Belakangan ini, aku sedang membiasakan diri untuk selalu mengenakan wastra Indonesia dalam keseharian. Rasanya ada kebanggaan tersendiri ketika bisa melangkah dengan kain yang sarat makna. Dan dalam rangka Hari Batik tahun ini, aku memilih merayakannya dengan mengenakan batik Lasem dari Batik Sekar Kencana by Sigit Witjaksono, sebuah kain yang bukan hanya indah, tetapi juga penuh cerita.
Mei 2014 lalu, aku punya kesempatan yang sampai sekarang masih membekas: sebuah perjalanan ke Lasem, kota kecil di pesisir utara Jawa Tengah yang sering disebut “Tiongkok Kecil di Utara Jawa”. Hari itu aku dan suami ditemani Mas Pop menuju rumah batik Sekar Kencana, tempat di mana sejarah, budaya, dan seni seolah bertemu dalam satu ruang.
Begitu memasuki rumah itu, aku langsung teringat pada novel Canting karya Arswendo Atmowiloto. Dalam novel tersebut, rumah batik digambarkan sebagai sebuah rumah Jawa, pusat kehidupan, tempat keluarga bernaung, sekaligus tempat lahirnya karya-karya batik. Dan saat aku berdiri di depan ruang tamu rumah Pak Sigit, ingatan itu seperti muncul kembali.
Ruang tamunya sederhana, dengan aura yang tenang. Lantai ubin motif klasik, kursi kayu tua yang mengkilap karena usia, dan meja kecil di tengah ruangan.

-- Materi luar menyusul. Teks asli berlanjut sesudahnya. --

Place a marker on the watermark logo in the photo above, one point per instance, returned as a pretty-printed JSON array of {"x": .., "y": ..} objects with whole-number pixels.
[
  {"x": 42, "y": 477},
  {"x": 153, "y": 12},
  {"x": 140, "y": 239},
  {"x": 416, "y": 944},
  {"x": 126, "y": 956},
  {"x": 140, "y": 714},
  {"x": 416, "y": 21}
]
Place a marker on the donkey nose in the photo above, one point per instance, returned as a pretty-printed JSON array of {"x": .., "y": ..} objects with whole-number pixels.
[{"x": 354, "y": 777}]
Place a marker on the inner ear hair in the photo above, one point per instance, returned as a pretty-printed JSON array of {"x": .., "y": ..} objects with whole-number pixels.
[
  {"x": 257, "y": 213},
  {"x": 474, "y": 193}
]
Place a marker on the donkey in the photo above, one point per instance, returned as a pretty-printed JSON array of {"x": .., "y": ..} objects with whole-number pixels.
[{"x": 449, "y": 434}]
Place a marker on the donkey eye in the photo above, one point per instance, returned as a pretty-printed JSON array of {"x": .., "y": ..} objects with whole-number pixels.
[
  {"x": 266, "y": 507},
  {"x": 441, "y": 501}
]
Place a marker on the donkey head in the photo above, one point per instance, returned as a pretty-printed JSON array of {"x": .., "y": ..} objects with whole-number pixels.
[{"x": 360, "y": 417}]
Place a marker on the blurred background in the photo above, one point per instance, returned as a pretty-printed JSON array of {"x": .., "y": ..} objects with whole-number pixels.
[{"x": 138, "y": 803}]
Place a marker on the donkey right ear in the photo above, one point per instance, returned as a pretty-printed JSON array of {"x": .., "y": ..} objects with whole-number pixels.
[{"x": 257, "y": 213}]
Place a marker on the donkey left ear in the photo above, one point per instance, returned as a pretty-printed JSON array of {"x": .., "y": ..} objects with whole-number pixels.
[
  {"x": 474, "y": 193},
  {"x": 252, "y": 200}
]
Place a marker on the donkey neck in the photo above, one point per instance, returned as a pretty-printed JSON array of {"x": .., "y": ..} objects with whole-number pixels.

Dari sini, suasana rumah terasa seperti berhenti di masa lalu.
Di kanan dan kiri ruang tamu, terdapat terdapat selasar dan kamar yang berjajar rapi. Sementara itu, di bagian belakang rumah, area membatik menjadi jantung aktivitas. Bau malam yang khas kadang tercium samar, seolah menyapa dari ruang belakang.
Saat kami duduk, Pak Sigit mulai bercerita dengan nada tenang, sesekali matanya menerawang jauh. “Batik Lasem ini dulu hidup di setiap rumah,” ujarnya. “Kalau kalian jalan di Babagan atau Karangturi, hampir semua rumah itu rumah batik. Ada yang masih bertahan, tapi banyak juga yang sudah berhenti. Sekarang tinggal jejak.”
Mendengar cerita beliau, aku teringat kembali pada novel Canting. Bedanya, rumah dalam novel itu kental dengan nuansa Jawa, sementara rumah Pak Sigit memperlihatkan perpaduan budaya Tionghoa dan Jawa. Ukiran kayu, susunan ruang, hingga detail altar kecil di pojok rumah menegaskan identitas ganda itu. Dan di situ pula aku melihat wajah khas Lasem: sebuah percampuran yang indah, kadang rumit, tapi penuh makna.
Sambutan hangat dari almarhum Pak Sigit Witjaksono menambah kesan istimewa kunjungan itu. Beliau bukan hanya seorang pengusaha batik, tapi juga tokoh Tionghoa Lasem yang dihormati sebagai sesepuh. Wibawa dan keramahan beliau membuatku merasa seolah sedang berbicara dengan seorang tetua keluarga, bukan sekadar pemilik batik.
Di ruang itu, percakapan kami mengalir panjang. Pak Sigit bercerita tentang Batik Tiga Negeri, kain legendaris yang melibatkan tiga pusat batik berbeda: soga dari Solo, biru dari Pekalongan, dan merah dari Lasem. Merah Lasem dikenal dengan sebutan abang getih pitik, merah darah ayam, yang dipercaya tak bisa ditiru di tempat lain karena kandungan mineral pada air Lasem.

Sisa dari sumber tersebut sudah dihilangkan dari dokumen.